Truck came in after darkness set in.
This went on during the Berlin crisis, mid winter.


----------



## Denton (Sep 18, 2012)

I loved the green eggs and ham.


----------



## Smitty901 (Nov 16, 2012)

They were not that bad. Some of was better if you did not look at to much.

"The one I hated the most was the tuna with noodles," SOCOM42


----------



## Maine-Marine (Mar 7, 2014)

I could never eat the tuna fish... some stuff was great, some was good... of course after eating it for a long time it all got old fast even the stuff ya liked


----------



## csi-tech (Apr 13, 2013)

I found a ton of these in a drill hall on the Navy base I grew up on. Smoked all the cigarettes. The rest was hard as a brick.


----------



## rice paddy daddy (Jul 17, 2012)

And who could forget the John Wayne candy bar?
Chocolate formulated to withstand years in a can subjected to extremes in temperature.

Called “John Wayne” because you had to be that tough to eat one.


----------



## dwight55 (Nov 9, 2012)

rice paddy daddy said:


> And who could forget the John Wayne candy bar?
> Chocolate formulated to withstand years in a can subjected to extremes in temperature.
> 
> Called "John Wayne" because you had to be that tough to eat one.


Hmmm, . . . ones I got were pretty good as I recall, . . . it and the cocoa, . . . peaches and pound cake, . . . and the free cigarettes were the good parts we got.

Funny, . . . I don't recall the tuna and noodles, . . . maybe just as well I guess.

May God bless,
Dwight


----------



## keith9365 (Apr 23, 2014)

I never had C-rats, before my time. I liked MRE's though, except the tuna and noodles!

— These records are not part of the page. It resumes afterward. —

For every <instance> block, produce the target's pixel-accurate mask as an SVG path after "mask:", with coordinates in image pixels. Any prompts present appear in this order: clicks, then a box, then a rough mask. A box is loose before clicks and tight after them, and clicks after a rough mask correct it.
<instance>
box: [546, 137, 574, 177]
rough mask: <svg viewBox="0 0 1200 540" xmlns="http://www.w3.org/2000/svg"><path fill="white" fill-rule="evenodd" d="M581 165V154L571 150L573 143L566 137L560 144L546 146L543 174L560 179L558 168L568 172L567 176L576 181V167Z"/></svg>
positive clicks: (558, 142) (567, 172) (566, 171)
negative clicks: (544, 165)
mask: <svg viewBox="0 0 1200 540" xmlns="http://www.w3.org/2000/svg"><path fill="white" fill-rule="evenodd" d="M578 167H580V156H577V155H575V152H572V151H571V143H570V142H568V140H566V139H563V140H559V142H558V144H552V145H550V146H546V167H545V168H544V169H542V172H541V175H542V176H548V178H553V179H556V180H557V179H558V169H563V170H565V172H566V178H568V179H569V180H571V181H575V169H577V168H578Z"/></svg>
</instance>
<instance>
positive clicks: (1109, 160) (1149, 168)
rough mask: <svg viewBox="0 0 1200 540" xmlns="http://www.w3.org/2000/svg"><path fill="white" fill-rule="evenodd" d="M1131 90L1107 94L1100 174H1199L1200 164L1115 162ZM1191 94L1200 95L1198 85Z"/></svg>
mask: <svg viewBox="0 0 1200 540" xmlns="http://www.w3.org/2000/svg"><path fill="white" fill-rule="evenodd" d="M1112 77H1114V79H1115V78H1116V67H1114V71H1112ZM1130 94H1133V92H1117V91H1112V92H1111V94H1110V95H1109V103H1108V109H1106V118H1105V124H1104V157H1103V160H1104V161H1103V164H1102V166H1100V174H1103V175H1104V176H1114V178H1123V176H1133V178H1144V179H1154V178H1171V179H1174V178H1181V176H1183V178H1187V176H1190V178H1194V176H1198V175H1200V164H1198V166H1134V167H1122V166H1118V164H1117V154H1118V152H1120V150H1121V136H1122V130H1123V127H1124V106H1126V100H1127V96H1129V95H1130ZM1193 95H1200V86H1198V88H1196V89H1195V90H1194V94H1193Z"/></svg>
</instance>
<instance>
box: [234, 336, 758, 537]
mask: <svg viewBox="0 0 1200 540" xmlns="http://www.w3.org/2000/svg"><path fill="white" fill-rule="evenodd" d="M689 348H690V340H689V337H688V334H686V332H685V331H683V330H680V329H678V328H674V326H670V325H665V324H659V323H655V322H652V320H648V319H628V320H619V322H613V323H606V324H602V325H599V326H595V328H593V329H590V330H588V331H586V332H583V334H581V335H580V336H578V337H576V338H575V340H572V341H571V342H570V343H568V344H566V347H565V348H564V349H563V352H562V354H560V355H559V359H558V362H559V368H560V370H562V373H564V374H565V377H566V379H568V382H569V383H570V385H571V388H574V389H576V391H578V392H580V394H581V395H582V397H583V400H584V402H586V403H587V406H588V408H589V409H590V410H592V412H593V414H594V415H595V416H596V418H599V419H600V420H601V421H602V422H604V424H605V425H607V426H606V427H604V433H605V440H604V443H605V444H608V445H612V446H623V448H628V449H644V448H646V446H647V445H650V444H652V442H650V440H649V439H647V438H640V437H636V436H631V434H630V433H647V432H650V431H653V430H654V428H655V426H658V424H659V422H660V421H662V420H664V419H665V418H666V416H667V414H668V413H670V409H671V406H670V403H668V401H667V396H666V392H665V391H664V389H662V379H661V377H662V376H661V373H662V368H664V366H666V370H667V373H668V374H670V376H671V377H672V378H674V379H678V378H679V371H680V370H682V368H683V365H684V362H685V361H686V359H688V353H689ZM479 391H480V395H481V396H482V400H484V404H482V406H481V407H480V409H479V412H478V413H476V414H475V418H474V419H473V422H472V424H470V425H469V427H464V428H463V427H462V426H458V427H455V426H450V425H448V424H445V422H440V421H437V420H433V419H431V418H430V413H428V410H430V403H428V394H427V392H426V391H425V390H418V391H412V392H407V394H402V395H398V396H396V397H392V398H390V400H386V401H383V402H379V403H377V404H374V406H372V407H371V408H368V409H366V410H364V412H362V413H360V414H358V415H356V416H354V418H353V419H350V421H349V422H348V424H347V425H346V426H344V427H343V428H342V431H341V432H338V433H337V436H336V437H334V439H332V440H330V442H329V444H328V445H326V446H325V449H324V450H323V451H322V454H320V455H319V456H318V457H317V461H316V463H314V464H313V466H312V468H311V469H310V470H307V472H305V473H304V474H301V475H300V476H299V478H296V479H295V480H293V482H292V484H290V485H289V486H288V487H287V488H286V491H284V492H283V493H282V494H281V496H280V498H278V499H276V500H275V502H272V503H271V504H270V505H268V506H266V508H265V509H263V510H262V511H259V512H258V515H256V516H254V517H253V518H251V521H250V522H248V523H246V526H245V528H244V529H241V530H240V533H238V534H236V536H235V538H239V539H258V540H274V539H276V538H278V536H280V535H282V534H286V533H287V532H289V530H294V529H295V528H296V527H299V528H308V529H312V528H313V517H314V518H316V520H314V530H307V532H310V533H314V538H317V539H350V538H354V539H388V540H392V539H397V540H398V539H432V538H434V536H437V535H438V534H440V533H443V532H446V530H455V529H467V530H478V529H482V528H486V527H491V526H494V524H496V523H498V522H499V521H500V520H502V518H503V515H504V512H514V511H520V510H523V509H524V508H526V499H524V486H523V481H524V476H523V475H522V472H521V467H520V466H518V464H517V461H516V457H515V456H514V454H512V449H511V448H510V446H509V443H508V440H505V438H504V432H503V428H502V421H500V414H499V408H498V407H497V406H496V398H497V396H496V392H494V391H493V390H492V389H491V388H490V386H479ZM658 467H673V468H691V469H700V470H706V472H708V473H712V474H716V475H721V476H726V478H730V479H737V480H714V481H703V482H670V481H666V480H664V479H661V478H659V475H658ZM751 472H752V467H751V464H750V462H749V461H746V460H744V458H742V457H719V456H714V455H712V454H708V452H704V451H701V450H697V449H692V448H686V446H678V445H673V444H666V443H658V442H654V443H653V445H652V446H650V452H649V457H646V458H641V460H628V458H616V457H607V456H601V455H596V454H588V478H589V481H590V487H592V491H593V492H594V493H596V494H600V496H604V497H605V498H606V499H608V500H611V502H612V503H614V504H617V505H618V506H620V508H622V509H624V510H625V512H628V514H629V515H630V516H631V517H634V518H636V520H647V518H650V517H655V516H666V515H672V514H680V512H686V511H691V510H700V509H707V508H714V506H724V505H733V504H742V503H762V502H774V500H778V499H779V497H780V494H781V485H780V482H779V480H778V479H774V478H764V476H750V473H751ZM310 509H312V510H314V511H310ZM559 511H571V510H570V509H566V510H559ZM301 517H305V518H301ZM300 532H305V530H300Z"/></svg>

I guess some things never change!


----------



## SGT E (Feb 25, 2015)

dwight55 said:


> Got to talking about these things, . . . on the Brunswick Stew thread, . . . some folks may never have seen or experienced them.
> 
> Here's a visual of what you might have seen grabbing for your next meal.
> 
> ...


I used to really like the Ham and Eggs Chopped with a dose of tabasco....Then they changed to the crap in a bag about 82. I got to looking though on the ingredients and all it gave was smoked ham...black pepper and eggs so I decided to try to make my own once....It was spot on! I think I went with about 6 ounces of ham...a raw egg and a small dash of pepper and liquefied it in a food processor...packed the goo in a ceramic coffee cup and nuked it pretty heavy and it turned out perfect!...was even better when I drained the juices and let it get ice cold in the fridge....a lot more realistic!


----------